Biomass energy comes from biomass feedstock (crops and residues, farm animal wastes, industrial wood, etc.). The heat from this substantial renewable resource can generate electricity, fuel and other forms of energy. It has been estimated that just one eighth of the total biomass energy produced annually could provide all of humanity’s current demand for energy.

Some forms of biomass fuels (or biofuels), derived from biomass feedstock, can be solid, liquid, or gas. Kitchen scraps, sewage, the leftovers of the food processing industries, paper, sawdust, and lawn clippings are some of the available biomass energy sources. Biomass energy has received a lot of attention because an opportunity to convert waste into something very valuable has presented itself.


Biomass Energy – How can we use it?

Biomass energy can be converted to generate electricity, fuel vehicles and heat buildings using biofuel technologies. At the moment, biomass energy sources used in power plants include agricultural and farm residues, food processing residues, wood residues and methane gas from land fills.

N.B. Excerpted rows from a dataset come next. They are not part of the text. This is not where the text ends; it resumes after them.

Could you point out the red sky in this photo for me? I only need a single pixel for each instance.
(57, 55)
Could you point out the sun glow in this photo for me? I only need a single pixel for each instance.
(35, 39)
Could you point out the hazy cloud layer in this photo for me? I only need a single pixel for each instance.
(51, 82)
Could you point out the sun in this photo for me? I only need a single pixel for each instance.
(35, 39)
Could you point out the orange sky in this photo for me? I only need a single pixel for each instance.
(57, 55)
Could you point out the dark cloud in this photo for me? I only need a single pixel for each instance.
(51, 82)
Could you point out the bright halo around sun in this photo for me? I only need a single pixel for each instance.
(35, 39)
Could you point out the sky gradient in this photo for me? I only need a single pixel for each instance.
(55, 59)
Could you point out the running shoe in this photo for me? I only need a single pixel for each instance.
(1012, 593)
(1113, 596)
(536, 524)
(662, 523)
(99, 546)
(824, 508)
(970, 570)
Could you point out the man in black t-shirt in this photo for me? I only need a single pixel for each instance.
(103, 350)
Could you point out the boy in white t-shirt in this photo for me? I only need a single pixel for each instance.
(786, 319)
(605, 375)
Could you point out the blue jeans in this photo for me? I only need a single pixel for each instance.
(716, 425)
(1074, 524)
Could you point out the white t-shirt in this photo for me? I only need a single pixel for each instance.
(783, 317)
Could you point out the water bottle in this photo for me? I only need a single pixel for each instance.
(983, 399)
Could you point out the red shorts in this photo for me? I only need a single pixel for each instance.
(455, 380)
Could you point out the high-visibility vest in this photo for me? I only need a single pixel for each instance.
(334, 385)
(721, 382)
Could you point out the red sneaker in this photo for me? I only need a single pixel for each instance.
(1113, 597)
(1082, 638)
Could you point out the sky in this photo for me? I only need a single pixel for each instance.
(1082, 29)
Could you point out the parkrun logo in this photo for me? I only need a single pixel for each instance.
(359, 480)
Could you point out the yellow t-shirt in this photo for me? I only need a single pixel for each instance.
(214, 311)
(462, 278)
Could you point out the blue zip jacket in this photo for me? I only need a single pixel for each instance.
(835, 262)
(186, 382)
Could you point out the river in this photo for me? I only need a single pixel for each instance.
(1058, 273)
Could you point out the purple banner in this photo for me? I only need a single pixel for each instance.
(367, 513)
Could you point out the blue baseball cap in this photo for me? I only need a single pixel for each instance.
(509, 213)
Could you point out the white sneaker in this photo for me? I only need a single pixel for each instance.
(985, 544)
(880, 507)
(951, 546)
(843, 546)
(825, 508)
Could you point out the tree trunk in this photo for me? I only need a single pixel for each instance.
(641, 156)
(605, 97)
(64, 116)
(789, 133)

Biomass energy producers hope to significantly expand the supply of biomass energy by using trees and grasses as well.

Currently, there are more than 350 biomass energy plants generating 7,000 megawatts of biomass power in the United States. The producers who own these plants are quite diverse; they range from the electrical utilities, independent power producers, the wood manufacturing industry, and the pulp and paper industry.

Biomass energy is considered a renewable energy source because it can replenish itself (regrown), unlike fossil fuels such as coal and oil, which when used, are gone. And, unlike coal and oil, biomass energy is an alternative energy source because it doesn’t hurt the environment with harmful chemicals, such as carbon dioxide, which cause greenhouse gas emissions (GHG). Using renewable biomass resources not only reduce greenhouse gases, but they also reduce air pollutants and landfill wastes.


Biomass Energy in Today’s Marketplace

  • High costs in handling and transportation, as well as high moisture content, have long outweighed the low price of biomass energy feedstocks. Fuels that are filled with moisture are hard to burn properly and heat release is slow and hard to control. However, fuel upgrading options, such as pelletization and drying remedy this situation, thus making biomass energy more economically attractive.
  • Biomass energy can also make be useful in blending and co-firing applications with coal because of the low SO2, NOx, and metals emissions from biomass energy fuels, and their CO2 neutral status.


Biomass Energy – Benefits of Cogeneration

Cogeneration, the practice of producing both electricity and useful heat, is a great way of improving energy efficiency. Some sawmills, for example, use a lot of heat from boilers powered by biomass energy to supply energy to their kiln-drying operations. But any extra heat can help gasify biomass energy fuels so they can be used in a gas turbine, which is more efficient than a simple steam boiler. Additional savings can be produced by using combined cycle technology, which takes additional waste heat from the gas turbine to give power to a steam-driven turbine.